Governo endurece regras para publicidade de bets no Brasil
Novas normas proíbem influenciadores de induzir apostas e exigem alertas sobre riscos financeiros e dependência a partir de julho de 2026.
Pontos principais
- Publicidade de apostas deverá exibir alertas claros sobre riscos de perda financeira e dependência.
- Comentaristas e influenciadores estão proibidos de induzir o público a apostar durante transmissões.
- Anúncios direcionados a crianças e adolescentes são terminantemente proibidos.
- Regras entram em vigor no dia 17 de julho de 2026, com prazo de uma semana para adaptação.
- Empresas infratoras podem sofrer multas de até R$ 14 milhões ou 20% do faturamento.
- Sanções incluem a suspensão de atividades ou a cassação da autorização de funcionamento.
- Governo intensifica o combate a plataformas ilegais, com mais de 56 mil sites retirados do ar.
O Ministério da Fazenda anunciou um pacote de medidas rigorosas para regulamentar a publicidade de apostas esportivas no Brasil. As novas diretrizes, que serão formalizadas por meio de duas portarias, visam mitigar os impactos sociais do setor e proteger o consumidor contra o vício em jogos. A partir de 17 de julho de 2026, todas as peças publicitárias deverão conter advertências obrigatórias sobre os riscos de perda de dinheiro e dependência, em um modelo de comunicação similar ao adotado para cigarros e bebidas alcoólicas. Além disso, fica proibido apresentar apostas como uma forma de investimento ou fonte de renda.
Uma das mudanças mais significativas é a proibição direta de que comentaristas esportivos e influenciadores digitais induzam o público a realizar apostas durante transmissões ou eventos. O governo estabeleceu uma política de tolerância zero para campanhas voltadas ao público infantojuvenil, reforçando a fiscalização nas redes sociais. A medida busca conter o crescimento desenfreado de palpites em eventos esportivos, que gerou preocupações sobre o endividamento das famílias brasileiras e a integridade do mercado.
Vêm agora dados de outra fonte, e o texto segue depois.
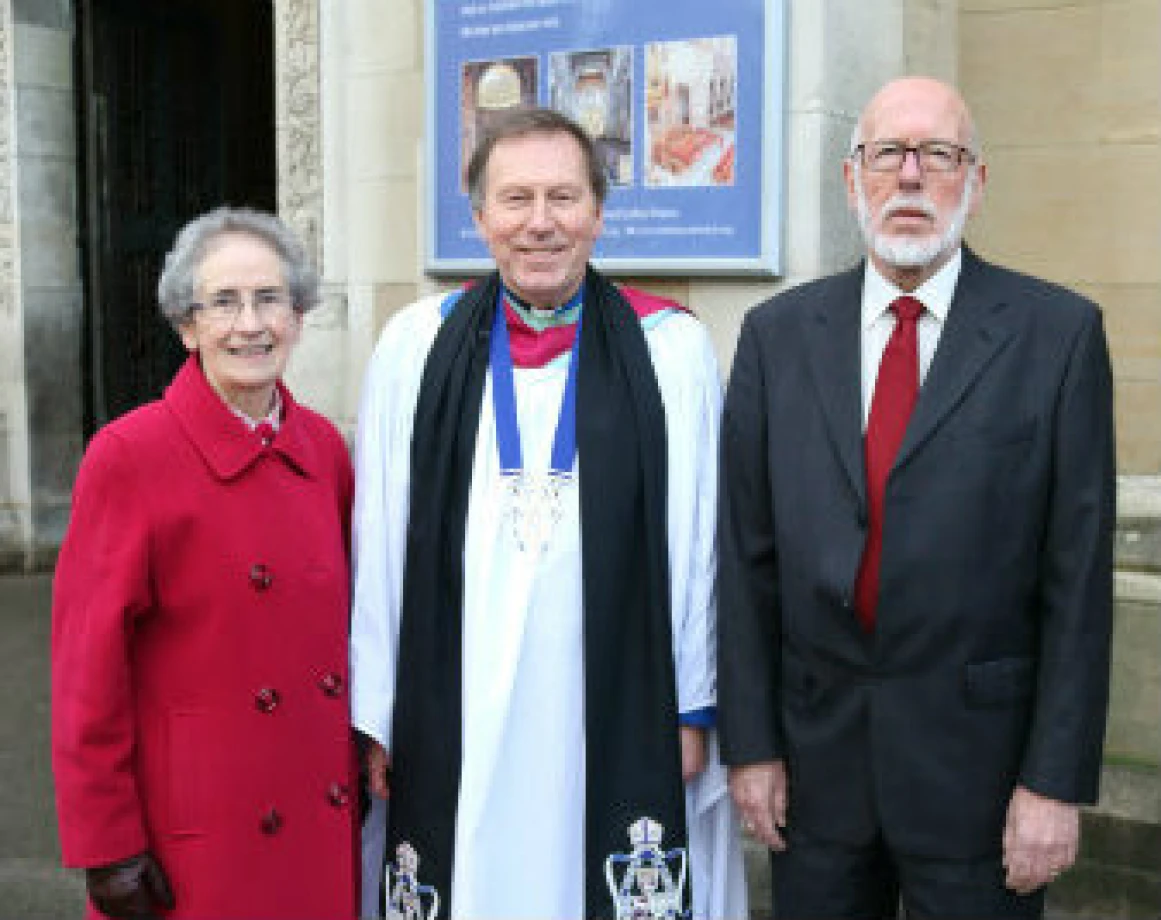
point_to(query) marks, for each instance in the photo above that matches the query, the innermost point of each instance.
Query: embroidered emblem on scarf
(406, 899)
(648, 883)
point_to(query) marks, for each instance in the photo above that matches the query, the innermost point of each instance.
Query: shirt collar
(273, 418)
(567, 314)
(935, 294)
(228, 447)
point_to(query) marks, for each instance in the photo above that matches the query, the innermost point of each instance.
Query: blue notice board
(684, 98)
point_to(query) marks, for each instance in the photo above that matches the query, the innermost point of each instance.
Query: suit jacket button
(338, 796)
(260, 576)
(271, 821)
(267, 699)
(331, 684)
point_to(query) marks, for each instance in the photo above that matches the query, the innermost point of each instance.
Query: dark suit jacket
(989, 662)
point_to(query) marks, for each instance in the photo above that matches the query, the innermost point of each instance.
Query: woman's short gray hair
(179, 275)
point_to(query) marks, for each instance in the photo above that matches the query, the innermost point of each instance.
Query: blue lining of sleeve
(702, 718)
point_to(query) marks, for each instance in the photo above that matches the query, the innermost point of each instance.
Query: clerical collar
(567, 314)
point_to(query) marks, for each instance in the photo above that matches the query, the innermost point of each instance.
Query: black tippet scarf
(632, 750)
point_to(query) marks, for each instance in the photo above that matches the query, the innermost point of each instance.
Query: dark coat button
(267, 699)
(260, 576)
(331, 684)
(271, 821)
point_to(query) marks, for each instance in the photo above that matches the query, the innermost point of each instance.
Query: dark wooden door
(175, 116)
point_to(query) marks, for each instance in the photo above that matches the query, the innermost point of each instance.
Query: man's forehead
(538, 157)
(925, 109)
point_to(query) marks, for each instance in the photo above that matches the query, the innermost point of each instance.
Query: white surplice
(519, 845)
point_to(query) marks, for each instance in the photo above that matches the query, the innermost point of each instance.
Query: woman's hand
(130, 889)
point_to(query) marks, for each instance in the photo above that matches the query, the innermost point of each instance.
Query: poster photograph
(595, 88)
(690, 112)
(488, 88)
(686, 112)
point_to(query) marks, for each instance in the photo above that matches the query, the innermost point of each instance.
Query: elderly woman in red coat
(200, 726)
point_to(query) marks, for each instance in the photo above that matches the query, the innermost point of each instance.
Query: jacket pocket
(185, 776)
(1000, 682)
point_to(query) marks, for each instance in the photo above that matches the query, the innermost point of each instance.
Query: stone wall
(49, 261)
(1068, 99)
(15, 512)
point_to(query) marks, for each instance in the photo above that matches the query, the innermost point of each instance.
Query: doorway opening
(175, 115)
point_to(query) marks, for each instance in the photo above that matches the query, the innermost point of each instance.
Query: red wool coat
(200, 659)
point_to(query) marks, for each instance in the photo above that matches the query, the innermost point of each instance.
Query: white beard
(908, 252)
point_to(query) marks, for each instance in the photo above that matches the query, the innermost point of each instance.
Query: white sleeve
(380, 522)
(692, 394)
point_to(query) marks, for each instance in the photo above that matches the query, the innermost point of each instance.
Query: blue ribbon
(507, 429)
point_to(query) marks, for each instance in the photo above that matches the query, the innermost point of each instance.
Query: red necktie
(895, 390)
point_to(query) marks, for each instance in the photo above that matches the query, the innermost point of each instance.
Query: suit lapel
(979, 326)
(833, 346)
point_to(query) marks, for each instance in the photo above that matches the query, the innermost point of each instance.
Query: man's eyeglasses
(932, 156)
(225, 306)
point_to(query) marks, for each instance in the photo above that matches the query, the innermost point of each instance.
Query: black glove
(129, 890)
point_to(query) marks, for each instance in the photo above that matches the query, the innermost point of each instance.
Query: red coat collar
(223, 440)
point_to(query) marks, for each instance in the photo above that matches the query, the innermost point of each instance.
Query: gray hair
(521, 122)
(179, 275)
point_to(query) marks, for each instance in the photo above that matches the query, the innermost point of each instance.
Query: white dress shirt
(879, 322)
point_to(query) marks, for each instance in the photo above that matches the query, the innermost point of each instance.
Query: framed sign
(683, 98)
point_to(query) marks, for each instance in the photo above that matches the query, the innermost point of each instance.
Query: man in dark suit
(916, 553)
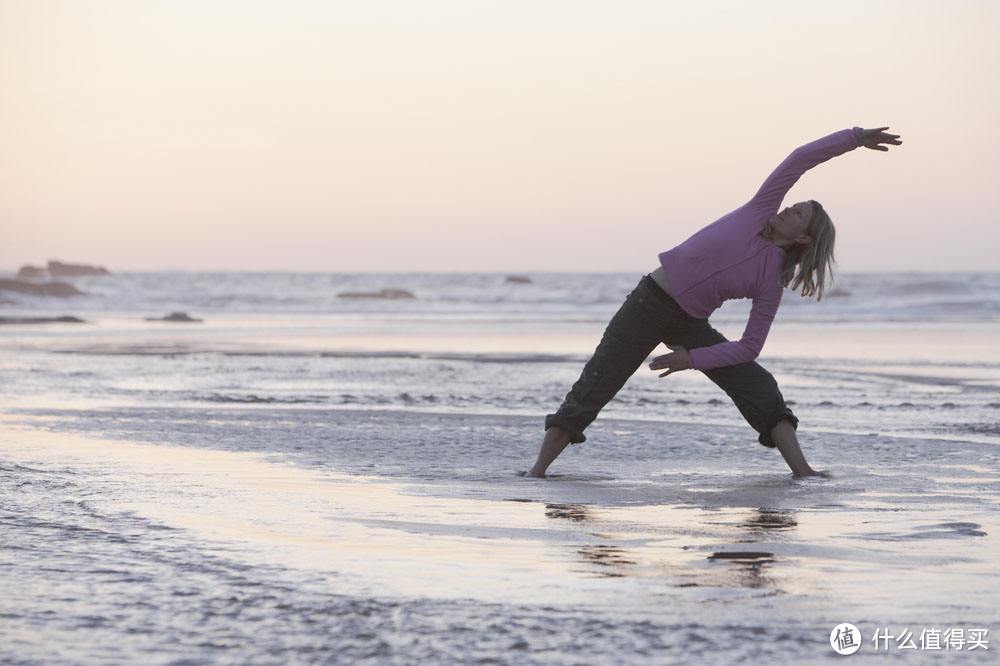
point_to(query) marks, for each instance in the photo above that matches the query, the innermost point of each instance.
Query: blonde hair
(814, 261)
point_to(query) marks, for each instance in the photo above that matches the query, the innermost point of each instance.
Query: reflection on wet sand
(574, 512)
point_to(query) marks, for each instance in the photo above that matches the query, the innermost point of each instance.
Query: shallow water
(277, 486)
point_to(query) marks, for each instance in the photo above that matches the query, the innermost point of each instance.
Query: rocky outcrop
(57, 289)
(182, 317)
(32, 273)
(391, 294)
(59, 269)
(41, 320)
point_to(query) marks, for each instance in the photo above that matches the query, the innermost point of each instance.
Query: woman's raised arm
(769, 196)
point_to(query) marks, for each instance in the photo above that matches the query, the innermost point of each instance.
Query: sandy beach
(274, 487)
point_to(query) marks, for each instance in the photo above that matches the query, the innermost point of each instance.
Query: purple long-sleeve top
(731, 259)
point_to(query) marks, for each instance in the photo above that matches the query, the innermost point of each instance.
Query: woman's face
(791, 222)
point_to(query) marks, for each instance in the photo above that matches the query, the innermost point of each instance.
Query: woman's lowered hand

O descumprimento das novas normas acarretará sanções severas, incluindo multas que podem chegar a R$ 14 milhões por infração ou até 20% do faturamento da empresa. Em casos de reincidência ou gravidade, o governo poderá suspender as atividades da operadora por 180 dias ou cassar definitivamente sua autorização de funcionamento. Paralelamente, o Ministério da Fazenda mantém uma força-tarefa em conjunto com o Ministério da Justiça para identificar e retirar do ar plataformas que operam sem a devida licença no país, reforçando o compromisso com a legalidade e a transparência do setor.